The circular economy is restorative and regenerative in its design. This model aims to keep products, components and materials at their highest utility and value. With a circular economy, products no longer have a life cycle with a beginning middle and end. To predict sustainable management, the positive and negative impacts of a material’s life cycle is analyzed as they are produced and consumed. GreenBlue and SPC use this circular design tool to evaluate how materials move within a system and how they can impact the environment. To use materials wisely, it is key to recover value from the material because the outputs may not be useful in one specific industrial system, but may be in another.
The Circular Economy operates on three principles. Principle 1 is to preserve and enhance natural capital. This is done by controlling finite resources and stabilizing the flow of renewable resources. When resources are needed, the circular system chooses wisely and only utilizes technologies with renewable or optimized resources. Natural capital is enhanced by encouraging nutrient flow within the system and creating conditions for regeneration such as soil for renewable resources.
Principle 2 is to optimize resource yields. In order to keep a circular economy afloat, products, components, and materials need to be circulated at the highest utility. This means that the system is looked at as a whole and designed to be created as a circular system, rather than each individual component being separate from the next. This circulation applies to both the technical and biological cycles.
Principle 3 is to foster system effectiveness.
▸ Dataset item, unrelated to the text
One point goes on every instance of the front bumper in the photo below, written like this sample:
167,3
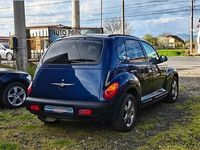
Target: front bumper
101,111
This is done by revealing and getting rid of negative side effects from designs and productions. Reduce damage to human utility such as food, shelter, and health. This also includes managing side effects such as land use, air and water pollution and the release of toxic substances. A company that works to eliminate negative side effects is Johnson & Johnson – they implemented the GAIA (Global Aquatic Ingredient Assessment) tool that creates environmental “scores” on the commonly used ingredients within their materials.
As a result, the circular economy is gaining interest with a steady momentum as companies realize the need to manage materials and resources. It is being embraced by some companies, but more companies need to rethink their current processes and adapt to this way of sustainable thinking.